Todo encuentro origina historias, emociones que perdurarán para siempre en aquellos que abren su corazón a lo que Dios pueda tener preparado. El pasado 21 de julio un grupo de treinta y nueve jóvenes y adultos emprendía un viaje camino de Taizé, en Francia, con la emoción contenida del que sabe que acude a algo trascendente, pero cargado de misterio a la vez.

Llegar hasta allí supuso un esfuerzo por las horas de viaje a lo que había que añadir la certeza de que la sencillez de la vida en Taizé no conllevaría grandes comodidades. A pesar de ello, la cálida acogida por parte de todo aquel que también iba a participar del encuentro, de los cientos de voluntarios que entregan parte de sus vidas al servicio de otros y de los hermanos de Taizé, suavizó los posibles obstáculos para que nos pudiéramos sentir como en «casa», la casa de todos los cristianos.

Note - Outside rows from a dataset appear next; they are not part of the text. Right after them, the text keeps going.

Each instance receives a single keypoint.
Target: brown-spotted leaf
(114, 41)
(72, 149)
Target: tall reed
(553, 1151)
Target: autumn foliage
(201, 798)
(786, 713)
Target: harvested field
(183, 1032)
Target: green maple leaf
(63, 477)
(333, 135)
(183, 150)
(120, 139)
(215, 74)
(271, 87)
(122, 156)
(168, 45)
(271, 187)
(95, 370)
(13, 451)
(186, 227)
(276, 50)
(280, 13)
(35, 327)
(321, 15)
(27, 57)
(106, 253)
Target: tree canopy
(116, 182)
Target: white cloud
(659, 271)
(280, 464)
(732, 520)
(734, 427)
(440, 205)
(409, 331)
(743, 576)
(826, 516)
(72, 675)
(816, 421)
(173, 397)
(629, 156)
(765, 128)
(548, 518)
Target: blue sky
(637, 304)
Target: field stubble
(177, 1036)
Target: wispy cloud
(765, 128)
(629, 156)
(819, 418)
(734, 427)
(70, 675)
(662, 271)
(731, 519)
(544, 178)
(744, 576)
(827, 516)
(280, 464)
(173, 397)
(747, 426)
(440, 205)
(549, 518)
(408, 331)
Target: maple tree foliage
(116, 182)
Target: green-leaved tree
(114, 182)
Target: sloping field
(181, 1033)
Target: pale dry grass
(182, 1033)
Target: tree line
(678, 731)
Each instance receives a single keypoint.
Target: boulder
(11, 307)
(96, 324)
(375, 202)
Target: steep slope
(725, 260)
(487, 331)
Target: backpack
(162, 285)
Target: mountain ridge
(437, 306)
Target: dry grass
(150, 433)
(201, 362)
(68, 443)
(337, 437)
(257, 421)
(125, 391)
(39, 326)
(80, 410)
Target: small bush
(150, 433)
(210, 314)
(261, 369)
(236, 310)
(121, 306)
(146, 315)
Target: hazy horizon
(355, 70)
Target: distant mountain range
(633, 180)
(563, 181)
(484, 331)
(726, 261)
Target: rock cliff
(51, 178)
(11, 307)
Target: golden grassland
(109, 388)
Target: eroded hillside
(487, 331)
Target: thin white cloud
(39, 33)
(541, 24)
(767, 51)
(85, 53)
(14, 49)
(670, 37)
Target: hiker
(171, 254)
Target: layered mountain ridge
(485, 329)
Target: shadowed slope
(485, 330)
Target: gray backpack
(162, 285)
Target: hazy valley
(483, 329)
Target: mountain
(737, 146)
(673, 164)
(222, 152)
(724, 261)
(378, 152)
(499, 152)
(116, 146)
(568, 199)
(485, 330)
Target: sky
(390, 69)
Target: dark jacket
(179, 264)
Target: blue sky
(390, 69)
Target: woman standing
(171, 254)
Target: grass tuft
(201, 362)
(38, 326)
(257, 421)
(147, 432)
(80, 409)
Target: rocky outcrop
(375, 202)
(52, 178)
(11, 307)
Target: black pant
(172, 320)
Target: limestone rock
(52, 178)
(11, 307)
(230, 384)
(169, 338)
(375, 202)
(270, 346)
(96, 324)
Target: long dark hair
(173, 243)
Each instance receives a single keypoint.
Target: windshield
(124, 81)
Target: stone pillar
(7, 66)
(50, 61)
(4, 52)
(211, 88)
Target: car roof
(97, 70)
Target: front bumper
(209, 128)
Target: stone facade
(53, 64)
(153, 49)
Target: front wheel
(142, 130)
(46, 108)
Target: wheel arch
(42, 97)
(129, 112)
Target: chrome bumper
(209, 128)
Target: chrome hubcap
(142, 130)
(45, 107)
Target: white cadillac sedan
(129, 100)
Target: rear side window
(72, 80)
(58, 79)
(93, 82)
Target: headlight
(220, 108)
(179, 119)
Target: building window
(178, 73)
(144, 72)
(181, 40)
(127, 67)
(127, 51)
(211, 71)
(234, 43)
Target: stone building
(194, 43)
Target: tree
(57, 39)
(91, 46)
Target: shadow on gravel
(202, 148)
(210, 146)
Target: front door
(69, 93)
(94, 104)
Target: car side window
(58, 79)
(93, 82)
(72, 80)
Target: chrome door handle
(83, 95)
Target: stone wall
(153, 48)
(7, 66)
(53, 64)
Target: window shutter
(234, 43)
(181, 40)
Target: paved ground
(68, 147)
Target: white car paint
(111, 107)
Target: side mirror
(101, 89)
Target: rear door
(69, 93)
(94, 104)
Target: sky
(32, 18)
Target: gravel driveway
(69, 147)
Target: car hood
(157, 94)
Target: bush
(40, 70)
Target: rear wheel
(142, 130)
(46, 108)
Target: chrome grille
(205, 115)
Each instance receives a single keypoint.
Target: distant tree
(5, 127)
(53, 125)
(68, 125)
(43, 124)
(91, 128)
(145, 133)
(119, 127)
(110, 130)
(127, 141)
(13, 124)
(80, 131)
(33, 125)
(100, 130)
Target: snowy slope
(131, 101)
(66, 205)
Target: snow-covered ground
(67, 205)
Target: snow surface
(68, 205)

A pesar de vivir en un mundo globalizado donde todo se encuentra al alcance de un click, fronteras invisibles se alzan cada vez con más fuerza entre nosotros, europeos y de otros continentes. Taizé es un canto a la humanidad, a la reconciliación, a la esperanza, a la paz pues todos los seres humanos somos iguales, todos hijos de Dios. La llamada a la oración (tres al día), era la llamada a ser un mismo corazón, a latir con fuerza por el mundo, por el necesitado. Las melodías, las oraciones de Taizé transforman y unen, es el poder de la oración: el idioma del amor.